Climbing has been limited!

Climbing in following sectors has been limited for the period 15.6 - 31.12 !!!
Gotická stena horná
Ježibaba
Pekelná stena

Climbing in other sectors is allowed all-year round.

The approach to the crags is from a car park behind the strait. You need to walk back to the bridge on the left. Immediately beyond the bridge, there is a sector called Skala nad lúčkou (the Rock above the Meadow). Other sectors (except of Posledná) can be reached from the Meadow by a steep path to the right.

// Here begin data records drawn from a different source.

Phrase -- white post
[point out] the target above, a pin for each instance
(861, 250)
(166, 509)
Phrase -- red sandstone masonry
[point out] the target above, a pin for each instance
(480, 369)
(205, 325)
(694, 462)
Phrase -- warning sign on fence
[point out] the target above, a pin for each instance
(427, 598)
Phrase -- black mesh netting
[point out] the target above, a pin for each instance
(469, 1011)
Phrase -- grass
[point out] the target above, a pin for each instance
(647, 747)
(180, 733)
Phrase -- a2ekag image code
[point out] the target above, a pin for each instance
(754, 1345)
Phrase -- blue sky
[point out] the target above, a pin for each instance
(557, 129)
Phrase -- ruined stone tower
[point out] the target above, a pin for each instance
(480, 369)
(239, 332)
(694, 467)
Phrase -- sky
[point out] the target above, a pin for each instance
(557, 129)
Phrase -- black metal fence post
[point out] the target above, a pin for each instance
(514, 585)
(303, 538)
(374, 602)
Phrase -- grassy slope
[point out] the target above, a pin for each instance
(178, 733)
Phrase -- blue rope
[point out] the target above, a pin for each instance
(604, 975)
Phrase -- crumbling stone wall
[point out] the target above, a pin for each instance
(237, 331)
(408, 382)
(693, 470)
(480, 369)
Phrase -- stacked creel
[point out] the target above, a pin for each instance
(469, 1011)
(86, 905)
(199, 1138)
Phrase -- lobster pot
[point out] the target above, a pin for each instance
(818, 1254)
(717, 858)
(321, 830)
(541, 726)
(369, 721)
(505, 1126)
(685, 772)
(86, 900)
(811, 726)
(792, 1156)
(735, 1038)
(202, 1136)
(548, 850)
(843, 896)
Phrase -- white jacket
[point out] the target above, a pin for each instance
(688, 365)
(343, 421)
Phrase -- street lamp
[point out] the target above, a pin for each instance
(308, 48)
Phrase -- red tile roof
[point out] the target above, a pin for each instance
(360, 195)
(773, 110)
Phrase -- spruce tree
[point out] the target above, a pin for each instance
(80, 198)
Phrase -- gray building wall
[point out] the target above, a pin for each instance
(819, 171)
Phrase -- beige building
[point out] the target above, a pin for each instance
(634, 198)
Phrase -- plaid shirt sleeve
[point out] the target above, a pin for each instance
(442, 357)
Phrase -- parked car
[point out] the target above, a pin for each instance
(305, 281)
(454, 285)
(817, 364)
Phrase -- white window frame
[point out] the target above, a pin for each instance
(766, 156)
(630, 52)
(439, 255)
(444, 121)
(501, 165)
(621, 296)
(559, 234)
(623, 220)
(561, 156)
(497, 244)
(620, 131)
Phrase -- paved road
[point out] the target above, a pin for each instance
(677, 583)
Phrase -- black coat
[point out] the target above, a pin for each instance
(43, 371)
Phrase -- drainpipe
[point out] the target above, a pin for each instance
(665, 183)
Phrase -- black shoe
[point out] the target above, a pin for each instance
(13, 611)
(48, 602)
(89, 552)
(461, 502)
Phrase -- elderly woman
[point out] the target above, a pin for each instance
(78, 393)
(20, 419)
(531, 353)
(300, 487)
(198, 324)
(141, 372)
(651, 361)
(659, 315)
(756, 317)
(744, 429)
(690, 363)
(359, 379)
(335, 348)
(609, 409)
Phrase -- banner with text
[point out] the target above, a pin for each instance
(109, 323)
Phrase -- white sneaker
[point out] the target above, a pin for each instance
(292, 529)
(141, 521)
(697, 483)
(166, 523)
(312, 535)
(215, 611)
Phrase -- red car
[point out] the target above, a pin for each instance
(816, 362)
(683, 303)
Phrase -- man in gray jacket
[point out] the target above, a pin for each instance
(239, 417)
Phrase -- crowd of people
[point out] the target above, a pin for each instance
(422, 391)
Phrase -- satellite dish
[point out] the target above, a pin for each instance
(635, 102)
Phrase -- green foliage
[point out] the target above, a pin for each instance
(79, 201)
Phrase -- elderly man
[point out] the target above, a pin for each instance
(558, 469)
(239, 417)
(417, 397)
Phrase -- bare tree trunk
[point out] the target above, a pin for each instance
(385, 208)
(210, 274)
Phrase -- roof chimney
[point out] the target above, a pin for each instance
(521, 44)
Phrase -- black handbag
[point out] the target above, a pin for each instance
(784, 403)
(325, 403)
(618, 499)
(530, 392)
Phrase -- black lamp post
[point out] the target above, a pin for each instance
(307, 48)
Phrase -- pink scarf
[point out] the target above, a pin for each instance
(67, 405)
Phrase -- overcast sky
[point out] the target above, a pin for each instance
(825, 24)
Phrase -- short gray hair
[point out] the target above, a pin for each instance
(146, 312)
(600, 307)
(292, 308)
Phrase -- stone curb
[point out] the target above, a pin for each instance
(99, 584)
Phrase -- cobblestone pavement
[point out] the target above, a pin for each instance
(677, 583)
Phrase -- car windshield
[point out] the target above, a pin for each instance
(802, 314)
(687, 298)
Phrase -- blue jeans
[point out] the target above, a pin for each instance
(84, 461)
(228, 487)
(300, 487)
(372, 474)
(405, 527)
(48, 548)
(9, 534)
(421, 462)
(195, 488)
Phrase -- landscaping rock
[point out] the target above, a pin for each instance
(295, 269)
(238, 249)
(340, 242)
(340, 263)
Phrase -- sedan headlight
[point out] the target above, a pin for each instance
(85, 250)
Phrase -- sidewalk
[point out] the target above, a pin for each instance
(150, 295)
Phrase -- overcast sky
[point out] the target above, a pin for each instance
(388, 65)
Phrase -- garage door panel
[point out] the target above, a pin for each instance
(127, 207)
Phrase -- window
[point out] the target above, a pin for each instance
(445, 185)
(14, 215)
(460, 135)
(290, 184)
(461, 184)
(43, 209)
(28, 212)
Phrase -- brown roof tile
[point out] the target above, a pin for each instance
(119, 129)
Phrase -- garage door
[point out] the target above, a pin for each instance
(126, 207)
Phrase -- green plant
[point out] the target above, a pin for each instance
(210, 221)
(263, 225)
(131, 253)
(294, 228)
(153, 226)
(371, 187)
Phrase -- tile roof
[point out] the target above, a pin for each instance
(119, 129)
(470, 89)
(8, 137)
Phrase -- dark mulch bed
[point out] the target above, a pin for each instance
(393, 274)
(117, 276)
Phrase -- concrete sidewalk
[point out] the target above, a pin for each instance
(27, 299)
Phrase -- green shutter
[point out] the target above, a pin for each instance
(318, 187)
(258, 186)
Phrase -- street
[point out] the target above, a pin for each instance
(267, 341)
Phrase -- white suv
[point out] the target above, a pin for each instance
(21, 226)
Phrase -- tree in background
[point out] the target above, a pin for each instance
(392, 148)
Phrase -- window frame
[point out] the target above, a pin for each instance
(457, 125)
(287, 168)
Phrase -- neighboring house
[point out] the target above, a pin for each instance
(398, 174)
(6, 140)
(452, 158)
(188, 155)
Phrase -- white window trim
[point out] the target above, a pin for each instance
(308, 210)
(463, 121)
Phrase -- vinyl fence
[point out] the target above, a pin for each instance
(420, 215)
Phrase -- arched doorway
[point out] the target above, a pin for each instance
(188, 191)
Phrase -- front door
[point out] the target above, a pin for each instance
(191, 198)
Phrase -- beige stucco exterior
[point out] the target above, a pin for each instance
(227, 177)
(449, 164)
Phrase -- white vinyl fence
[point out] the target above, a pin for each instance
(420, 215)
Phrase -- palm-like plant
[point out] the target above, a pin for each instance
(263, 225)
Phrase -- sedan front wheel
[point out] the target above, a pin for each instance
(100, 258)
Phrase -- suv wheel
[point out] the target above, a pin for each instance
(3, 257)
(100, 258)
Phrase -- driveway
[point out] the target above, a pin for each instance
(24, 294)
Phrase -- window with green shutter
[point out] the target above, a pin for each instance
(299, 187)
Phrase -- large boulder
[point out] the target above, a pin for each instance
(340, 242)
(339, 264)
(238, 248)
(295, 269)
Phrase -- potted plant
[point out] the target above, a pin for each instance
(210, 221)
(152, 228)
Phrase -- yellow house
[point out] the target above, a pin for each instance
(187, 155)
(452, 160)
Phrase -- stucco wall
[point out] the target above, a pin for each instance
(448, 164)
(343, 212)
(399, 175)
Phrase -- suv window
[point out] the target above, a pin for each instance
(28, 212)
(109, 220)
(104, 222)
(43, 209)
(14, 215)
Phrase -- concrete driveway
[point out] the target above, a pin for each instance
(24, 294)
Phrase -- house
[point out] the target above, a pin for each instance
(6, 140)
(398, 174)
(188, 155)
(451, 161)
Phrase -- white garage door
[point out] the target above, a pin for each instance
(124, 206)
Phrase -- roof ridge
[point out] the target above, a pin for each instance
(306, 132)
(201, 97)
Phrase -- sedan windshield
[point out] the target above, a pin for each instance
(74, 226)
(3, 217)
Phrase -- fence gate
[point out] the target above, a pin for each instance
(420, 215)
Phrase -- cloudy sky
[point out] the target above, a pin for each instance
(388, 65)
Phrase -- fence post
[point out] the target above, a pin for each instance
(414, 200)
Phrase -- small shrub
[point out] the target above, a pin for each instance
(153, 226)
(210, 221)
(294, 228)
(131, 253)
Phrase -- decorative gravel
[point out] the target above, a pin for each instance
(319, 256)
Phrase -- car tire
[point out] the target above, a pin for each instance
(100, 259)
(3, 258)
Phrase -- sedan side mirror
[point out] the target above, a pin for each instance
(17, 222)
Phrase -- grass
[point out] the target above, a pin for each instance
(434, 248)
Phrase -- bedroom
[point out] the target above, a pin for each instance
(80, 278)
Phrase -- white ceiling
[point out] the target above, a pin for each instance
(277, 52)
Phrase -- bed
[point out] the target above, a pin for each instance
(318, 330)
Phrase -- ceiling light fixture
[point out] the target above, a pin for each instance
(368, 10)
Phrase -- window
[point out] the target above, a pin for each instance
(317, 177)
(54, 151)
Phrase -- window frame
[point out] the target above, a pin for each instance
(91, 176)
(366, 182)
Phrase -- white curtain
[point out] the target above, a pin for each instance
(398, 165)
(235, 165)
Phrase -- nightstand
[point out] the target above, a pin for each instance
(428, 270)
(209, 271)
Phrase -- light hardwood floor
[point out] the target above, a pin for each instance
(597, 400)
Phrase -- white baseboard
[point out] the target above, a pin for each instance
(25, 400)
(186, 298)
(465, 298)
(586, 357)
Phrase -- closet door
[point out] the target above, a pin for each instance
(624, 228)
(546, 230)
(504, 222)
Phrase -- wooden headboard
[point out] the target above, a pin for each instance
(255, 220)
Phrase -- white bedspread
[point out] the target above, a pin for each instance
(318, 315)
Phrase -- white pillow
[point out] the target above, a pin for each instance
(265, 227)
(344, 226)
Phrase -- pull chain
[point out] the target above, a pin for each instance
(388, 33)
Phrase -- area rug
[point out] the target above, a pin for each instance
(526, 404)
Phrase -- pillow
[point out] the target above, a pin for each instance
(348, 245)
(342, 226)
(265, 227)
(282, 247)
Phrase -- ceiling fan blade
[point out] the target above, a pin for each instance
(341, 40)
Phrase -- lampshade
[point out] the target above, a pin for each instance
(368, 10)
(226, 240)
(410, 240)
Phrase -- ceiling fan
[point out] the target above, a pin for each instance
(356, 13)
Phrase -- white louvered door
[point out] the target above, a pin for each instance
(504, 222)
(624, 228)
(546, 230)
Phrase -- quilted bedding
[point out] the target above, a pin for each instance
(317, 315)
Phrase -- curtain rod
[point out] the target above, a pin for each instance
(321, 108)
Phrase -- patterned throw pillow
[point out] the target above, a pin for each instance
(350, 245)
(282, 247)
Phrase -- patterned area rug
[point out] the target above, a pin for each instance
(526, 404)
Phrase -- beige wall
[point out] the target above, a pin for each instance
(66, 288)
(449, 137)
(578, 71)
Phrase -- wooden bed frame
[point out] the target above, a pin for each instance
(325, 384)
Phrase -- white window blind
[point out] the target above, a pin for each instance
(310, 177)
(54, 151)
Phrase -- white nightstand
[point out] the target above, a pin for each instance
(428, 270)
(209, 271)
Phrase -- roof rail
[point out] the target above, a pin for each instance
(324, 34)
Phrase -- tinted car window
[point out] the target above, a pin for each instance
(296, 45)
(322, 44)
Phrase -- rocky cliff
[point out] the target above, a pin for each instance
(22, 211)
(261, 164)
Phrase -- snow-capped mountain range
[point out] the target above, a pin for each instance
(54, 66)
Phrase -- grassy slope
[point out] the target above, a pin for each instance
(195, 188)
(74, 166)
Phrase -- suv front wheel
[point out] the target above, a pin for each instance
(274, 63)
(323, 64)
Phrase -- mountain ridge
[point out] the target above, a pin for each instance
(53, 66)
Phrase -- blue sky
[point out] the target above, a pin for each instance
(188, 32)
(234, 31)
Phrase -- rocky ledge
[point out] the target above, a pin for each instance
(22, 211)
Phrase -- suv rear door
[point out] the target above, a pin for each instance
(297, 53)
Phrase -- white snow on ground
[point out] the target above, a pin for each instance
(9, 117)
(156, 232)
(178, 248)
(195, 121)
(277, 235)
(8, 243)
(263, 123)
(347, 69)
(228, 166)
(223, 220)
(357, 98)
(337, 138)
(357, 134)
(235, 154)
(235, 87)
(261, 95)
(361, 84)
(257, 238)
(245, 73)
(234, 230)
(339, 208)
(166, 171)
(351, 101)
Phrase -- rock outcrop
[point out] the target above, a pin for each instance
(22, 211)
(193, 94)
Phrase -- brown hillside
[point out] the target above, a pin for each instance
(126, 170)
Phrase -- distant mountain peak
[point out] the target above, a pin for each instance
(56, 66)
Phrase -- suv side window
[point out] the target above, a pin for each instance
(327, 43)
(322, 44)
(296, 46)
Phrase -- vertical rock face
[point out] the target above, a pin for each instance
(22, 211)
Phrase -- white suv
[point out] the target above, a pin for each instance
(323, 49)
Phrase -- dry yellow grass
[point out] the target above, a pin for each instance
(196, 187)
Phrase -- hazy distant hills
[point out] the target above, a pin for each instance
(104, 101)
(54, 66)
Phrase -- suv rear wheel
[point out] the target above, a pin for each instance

The same path also leads to the interesting touristic sites: a viewpoint by the Spodná and Horná gotická stena sectors and to the cave under Černokňažnik.

JEŽIBABA
WARNING! Approach is rather difficult. From below Stena černokňažníkov, you should continue below routes no. 23 and 24, through an exposed rock (beware it’s slippery!) and over a steep slope above the gorge all the way to a chain (approx. 15m). The routes on Ježibaba start at the end of the chain except for the route Do Spacáku (to the Sleeping Bag), which starts lower directly by the bivouac.
See also the photo in Ježibaba´s topo.

PEKELNÁ STENA
Approach is exposed. See also approach to Ježibaba . At the start of the chain, you need to walk/climb down to the bivouac. Passing the bivouac, follow a small path to a fixed rope that leads you steeply uphill all the way under the sector.
See also the photo in Pekelná stena´s topo.

POSLEDNÁ
Approach to Posledná is by the road from the car park. Immediately after the bend, you need to descend and jump over the stream (under the railing there are two inconspicuous via ferrata ladder rungs). Once you get over the stream, follow a steep path above the gully on fixed ropes to the start of climbing routes.